E como surgiu a ideia da gravação do videoclipe? Eu e os meus amigos falámos com um senhor que conduz Tuk Tuks, porque tínhamos de reservar um para o dia inteiro, e fomos passear. Uma amiga minha foi a realizadora e fomos aos sítios de que falo na canção. Em alguns momentos fiz lip sync. A cadela do videoclipe é a minha. É um vídeo caseiro que se transformou numa coisa muito maior do que esperávamos.
Como é que foram os concertos de apresentação do álbum? Ter o disco cá fora foi incrível porque vi as pessoas cantarem as músicas. Às vezes, sinto que passam apenas cinco minutos. Antes, tinha medo, não sabia se conseguiria estar em palco, mas ter contacto com as pessoas que me ouvem é cada vez melhor.
O nervosismo tem vindo a reduzir-se? Sim! É normal ficar-se nervoso antes de uma atuação: não há problema nenhum, significa que me importo e quero dar um bom espetáculo às pessoas. Não há adrenalina como a de estar em palco e penso “Hoje vou dar tudo!”.
Quando lhe perguntaram, numa entrevista, qual é a sua ambição na música, falou no momento em que apareceu na Times Square, numa playlist do Spotify. Já sabia que ia aparecer porque o Spotify contactou a minha equipa. Quando soube, comecei a questionar “Eu!? Têm a certeza?” e nem acreditei. Depois, estava a andar na rua, vi a fotografia que me enviaram, e fiquei “Ó meu Deus, não acredito que isto está a acontecer, a minha cara está gigante em Nova Iorque”. Obviamente que é um reconhecimento que me deixa profundamente contente. Trabalhei para isto, assim como a minha equipa.
O seu trabalho tem sido devidamente reconhecido em Portugal? Por parte das pessoas da indústria ou dos ouvintes?
Ambos. As rádios apostaram em mim desde o início e sei que se não o tivessem feito… As coisas não estariam a acontecer com tanta facilidade. OIharam para mim e acharam que valia a pena. Por parte do público, também me parece que sou acarinhada. Recebo mensagens fantásticas e… Tem sido um percurso espetacular.
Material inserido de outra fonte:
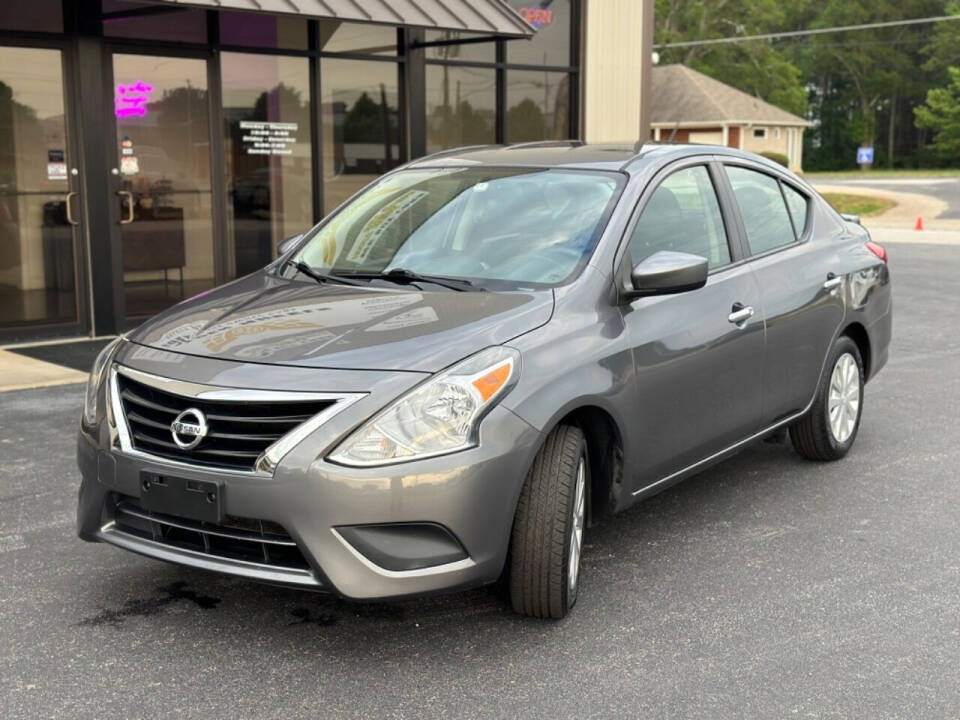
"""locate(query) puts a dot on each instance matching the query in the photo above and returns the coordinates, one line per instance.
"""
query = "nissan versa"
(446, 380)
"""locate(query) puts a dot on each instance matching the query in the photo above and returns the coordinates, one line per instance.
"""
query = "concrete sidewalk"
(19, 372)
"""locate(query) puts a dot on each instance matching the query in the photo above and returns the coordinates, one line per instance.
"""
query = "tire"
(815, 436)
(548, 527)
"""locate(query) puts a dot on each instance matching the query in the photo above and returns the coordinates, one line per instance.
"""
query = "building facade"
(152, 150)
(688, 106)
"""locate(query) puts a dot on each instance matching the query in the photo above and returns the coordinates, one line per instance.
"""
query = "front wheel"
(827, 432)
(547, 533)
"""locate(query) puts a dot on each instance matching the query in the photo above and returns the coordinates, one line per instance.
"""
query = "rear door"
(797, 267)
(697, 354)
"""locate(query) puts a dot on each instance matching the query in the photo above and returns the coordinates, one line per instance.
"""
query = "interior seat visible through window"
(682, 215)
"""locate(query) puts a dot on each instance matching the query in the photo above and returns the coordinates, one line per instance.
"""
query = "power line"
(802, 33)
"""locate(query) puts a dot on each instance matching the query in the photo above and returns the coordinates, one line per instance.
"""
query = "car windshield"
(506, 227)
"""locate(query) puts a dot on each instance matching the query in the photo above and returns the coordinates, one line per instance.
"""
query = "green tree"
(941, 114)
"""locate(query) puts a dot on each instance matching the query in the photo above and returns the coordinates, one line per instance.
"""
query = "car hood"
(266, 319)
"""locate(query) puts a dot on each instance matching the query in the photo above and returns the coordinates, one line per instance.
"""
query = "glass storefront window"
(173, 24)
(461, 106)
(472, 52)
(163, 146)
(262, 30)
(361, 38)
(37, 275)
(361, 125)
(551, 44)
(32, 15)
(538, 106)
(267, 126)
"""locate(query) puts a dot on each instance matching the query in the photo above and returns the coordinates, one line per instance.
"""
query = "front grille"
(253, 541)
(238, 432)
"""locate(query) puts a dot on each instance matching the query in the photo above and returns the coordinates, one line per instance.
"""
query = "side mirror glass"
(288, 244)
(667, 272)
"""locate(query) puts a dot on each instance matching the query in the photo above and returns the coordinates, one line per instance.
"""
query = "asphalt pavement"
(765, 587)
(946, 189)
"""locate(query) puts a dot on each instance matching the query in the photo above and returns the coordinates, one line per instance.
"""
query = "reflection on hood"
(267, 319)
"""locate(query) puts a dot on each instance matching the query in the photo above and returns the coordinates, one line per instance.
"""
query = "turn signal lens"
(878, 250)
(437, 417)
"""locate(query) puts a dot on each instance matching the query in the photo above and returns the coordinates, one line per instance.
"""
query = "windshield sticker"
(369, 235)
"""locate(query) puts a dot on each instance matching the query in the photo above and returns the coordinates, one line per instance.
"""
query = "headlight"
(93, 382)
(438, 417)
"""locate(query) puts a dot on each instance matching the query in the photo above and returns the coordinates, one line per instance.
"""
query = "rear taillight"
(878, 250)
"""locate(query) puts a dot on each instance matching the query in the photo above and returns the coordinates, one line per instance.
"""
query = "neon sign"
(536, 16)
(132, 99)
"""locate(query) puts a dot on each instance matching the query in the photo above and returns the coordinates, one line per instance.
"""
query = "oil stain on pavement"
(147, 607)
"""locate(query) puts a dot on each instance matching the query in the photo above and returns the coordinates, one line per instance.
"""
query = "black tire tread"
(538, 575)
(810, 435)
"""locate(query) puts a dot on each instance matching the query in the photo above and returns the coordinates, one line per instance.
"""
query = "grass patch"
(866, 175)
(862, 205)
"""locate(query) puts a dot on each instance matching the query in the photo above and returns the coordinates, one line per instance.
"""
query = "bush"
(778, 158)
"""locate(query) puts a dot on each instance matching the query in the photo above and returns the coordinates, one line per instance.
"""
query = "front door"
(162, 179)
(698, 354)
(41, 278)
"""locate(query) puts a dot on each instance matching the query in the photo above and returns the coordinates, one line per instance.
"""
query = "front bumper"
(471, 494)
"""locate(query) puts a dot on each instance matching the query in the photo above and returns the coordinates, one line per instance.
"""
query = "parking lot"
(767, 587)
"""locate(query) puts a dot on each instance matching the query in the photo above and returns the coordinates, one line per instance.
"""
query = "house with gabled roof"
(688, 106)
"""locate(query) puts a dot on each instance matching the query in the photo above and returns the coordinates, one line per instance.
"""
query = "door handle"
(832, 281)
(68, 200)
(741, 313)
(129, 196)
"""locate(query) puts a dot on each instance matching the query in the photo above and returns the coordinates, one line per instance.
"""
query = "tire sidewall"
(570, 594)
(843, 346)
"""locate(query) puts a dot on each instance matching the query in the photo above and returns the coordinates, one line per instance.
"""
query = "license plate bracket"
(181, 497)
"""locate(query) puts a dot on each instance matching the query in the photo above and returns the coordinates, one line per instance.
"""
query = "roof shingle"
(682, 95)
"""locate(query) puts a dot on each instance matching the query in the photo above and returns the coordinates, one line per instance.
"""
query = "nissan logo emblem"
(189, 428)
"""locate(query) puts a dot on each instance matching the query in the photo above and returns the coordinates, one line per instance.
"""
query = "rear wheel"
(547, 533)
(828, 431)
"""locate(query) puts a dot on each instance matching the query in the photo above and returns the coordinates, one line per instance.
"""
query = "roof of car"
(571, 154)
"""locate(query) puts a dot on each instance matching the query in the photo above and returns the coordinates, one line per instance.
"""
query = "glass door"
(162, 111)
(40, 206)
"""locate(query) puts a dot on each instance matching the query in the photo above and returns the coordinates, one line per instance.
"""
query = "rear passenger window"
(762, 208)
(798, 208)
(682, 215)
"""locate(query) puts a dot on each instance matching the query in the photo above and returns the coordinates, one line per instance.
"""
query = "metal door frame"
(83, 324)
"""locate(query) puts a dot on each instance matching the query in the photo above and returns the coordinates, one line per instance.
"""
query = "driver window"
(682, 215)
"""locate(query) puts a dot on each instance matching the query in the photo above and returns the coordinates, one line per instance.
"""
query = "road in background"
(767, 587)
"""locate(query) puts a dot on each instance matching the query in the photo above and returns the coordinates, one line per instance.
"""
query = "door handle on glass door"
(129, 196)
(68, 201)
(741, 313)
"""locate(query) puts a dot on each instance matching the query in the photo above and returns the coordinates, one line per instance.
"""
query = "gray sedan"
(479, 355)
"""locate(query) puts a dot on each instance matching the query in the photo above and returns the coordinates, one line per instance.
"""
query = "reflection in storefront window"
(266, 109)
(262, 30)
(361, 125)
(461, 106)
(37, 279)
(538, 106)
(461, 51)
(164, 179)
(551, 44)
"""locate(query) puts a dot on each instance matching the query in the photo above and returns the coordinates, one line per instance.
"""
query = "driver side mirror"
(288, 244)
(667, 273)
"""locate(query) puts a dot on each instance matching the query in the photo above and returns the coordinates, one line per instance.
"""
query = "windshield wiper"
(407, 277)
(321, 277)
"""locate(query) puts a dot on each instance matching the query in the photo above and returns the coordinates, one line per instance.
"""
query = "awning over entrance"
(481, 16)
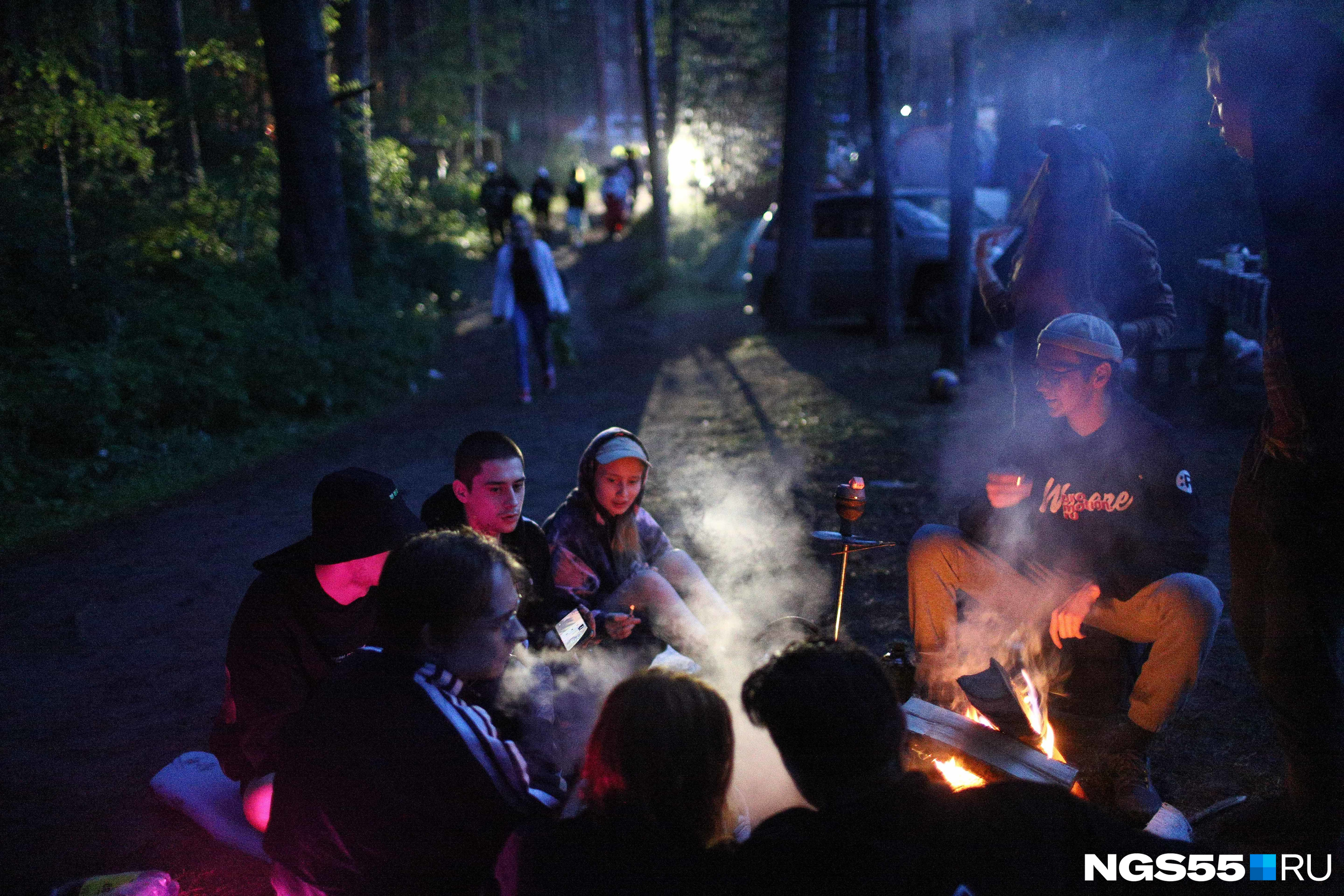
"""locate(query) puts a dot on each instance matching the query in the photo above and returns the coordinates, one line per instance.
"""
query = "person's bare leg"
(672, 621)
(699, 595)
(257, 801)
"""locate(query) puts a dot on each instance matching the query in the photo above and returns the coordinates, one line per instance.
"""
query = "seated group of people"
(366, 726)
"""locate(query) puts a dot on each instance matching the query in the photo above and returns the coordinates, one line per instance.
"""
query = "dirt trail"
(112, 642)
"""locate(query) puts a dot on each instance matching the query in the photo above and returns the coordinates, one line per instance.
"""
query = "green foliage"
(50, 103)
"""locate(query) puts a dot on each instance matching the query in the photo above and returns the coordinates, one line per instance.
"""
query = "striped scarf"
(500, 758)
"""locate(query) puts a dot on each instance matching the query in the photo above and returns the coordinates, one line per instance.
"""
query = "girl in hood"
(612, 556)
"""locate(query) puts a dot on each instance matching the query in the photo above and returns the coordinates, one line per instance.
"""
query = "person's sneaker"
(1133, 797)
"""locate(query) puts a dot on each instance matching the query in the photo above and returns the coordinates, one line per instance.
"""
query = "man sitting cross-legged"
(487, 495)
(836, 719)
(394, 778)
(1086, 521)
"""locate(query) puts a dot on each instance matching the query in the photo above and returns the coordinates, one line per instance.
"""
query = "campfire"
(1007, 737)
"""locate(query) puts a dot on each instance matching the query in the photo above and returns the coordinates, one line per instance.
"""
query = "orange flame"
(959, 777)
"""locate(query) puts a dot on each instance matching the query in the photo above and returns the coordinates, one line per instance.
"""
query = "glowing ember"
(1035, 711)
(959, 777)
(975, 715)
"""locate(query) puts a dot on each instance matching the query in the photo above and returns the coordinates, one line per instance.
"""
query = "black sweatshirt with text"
(1116, 507)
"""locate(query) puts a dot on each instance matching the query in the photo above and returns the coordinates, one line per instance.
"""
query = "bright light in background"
(689, 175)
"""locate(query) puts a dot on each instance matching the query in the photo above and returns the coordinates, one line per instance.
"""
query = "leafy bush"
(166, 324)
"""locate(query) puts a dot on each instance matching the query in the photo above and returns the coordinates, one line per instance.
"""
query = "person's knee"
(933, 542)
(1194, 599)
(257, 801)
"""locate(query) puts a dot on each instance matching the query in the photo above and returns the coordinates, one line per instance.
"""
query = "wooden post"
(789, 307)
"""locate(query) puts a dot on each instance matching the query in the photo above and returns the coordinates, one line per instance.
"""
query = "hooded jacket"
(585, 559)
(287, 637)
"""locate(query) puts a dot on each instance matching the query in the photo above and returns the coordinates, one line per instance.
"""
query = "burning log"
(994, 749)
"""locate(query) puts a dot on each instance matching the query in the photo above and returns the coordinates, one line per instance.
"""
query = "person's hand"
(1007, 489)
(620, 625)
(1068, 618)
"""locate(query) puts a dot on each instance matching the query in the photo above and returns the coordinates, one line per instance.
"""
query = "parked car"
(842, 252)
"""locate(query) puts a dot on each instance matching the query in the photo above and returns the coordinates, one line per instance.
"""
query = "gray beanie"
(1082, 334)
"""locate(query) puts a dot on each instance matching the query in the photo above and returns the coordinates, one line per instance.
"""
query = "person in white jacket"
(529, 293)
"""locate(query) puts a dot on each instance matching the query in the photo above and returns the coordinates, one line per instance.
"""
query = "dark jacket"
(1131, 291)
(287, 637)
(604, 857)
(1299, 135)
(1117, 505)
(377, 793)
(545, 605)
(917, 837)
(576, 195)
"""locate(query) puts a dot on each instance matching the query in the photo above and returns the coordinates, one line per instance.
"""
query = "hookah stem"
(844, 566)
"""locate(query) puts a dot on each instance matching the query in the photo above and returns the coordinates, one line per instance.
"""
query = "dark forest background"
(159, 293)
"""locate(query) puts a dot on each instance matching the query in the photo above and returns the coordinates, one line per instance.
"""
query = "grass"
(152, 481)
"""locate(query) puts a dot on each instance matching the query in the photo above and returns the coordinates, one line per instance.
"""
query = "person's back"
(378, 793)
(655, 786)
(834, 714)
(592, 857)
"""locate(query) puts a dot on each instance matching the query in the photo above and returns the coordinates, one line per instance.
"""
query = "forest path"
(112, 642)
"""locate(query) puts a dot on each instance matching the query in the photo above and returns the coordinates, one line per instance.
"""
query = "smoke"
(740, 524)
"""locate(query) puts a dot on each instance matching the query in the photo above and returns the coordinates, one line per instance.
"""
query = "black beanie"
(358, 513)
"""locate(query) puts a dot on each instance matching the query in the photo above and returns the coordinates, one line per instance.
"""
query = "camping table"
(1232, 302)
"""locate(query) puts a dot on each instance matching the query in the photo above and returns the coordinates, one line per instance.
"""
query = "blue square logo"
(1264, 867)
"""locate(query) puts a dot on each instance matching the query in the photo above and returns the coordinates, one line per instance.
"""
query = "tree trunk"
(676, 23)
(396, 65)
(351, 52)
(127, 34)
(474, 37)
(789, 307)
(889, 314)
(314, 242)
(186, 143)
(658, 167)
(961, 187)
(604, 124)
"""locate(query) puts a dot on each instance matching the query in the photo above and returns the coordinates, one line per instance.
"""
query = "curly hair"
(662, 751)
(441, 579)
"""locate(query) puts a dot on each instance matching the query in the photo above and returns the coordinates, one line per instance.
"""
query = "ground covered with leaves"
(112, 641)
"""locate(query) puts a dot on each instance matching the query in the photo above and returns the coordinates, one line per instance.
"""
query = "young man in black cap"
(1086, 521)
(487, 495)
(310, 607)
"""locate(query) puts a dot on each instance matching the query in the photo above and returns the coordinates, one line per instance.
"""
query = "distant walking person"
(576, 197)
(542, 194)
(498, 195)
(616, 191)
(1078, 256)
(527, 293)
(1277, 81)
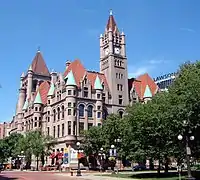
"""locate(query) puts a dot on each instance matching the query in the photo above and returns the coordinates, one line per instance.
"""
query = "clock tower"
(113, 62)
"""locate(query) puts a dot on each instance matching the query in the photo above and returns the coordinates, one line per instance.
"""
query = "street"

No YouTube, principalmente, nas caixas de comentários, há mensagens de muitos ouvintes brasileiros. Elogiam a sua escrita, dizem que choram a ouvir as suas músicas, a pensar em Portugal… Também reparei nisso! Quem sabe… Um dia ainda irei ao Brasil!
Quais são as principais falhas da indústria musical portuguesa? Acho que, cada vez mais, se ouve música portuguesa. As pessoas pedem-na e o que não faltam são artistas. Deixem-nos cantar e mostrar as músicas! Eu própria oiço muito mais música nacional do que ouvia. Sinto-me em casa. Devia haver uma maior aposta.
O que mudou mais em si desde que entrou no mundo da música? Achei que ia ser mais assustador do que é na realidade. Quando escolhemos este caminho dizem-nos que devemos ter cuidado – e devemos, claro -, mas tenho aprendido a descontrair, confiar nos meus instintos e a ficar atenta àquilo que se passa à minha volta. Tenho aprendido a desafiar-me diariamente pondo um bocadinho de mim cá fora.
Teve alguma desilusão? Não. Acredito que por piores que as coisas pareçam… Acontecem por algum motivo. As desilusões são desilusões no momento, mas transformam-se em coisas maiores e melhores no futuro.
Onde gostaria de cantar? Vou fazer um bocadinho de publicidade aos meus concertos, mas o Coliseu de Lisboa é o maior sonho da minha vida e vai concretizar-se no dia 23 de novembro. E, na Casa da Música, soube que vou tocar na Super Bock Arena em 20 de janeiro de 2024. Ponham nas agendas! Internacionalmente… Adorava ir ao Reino Unido e ao Brasil.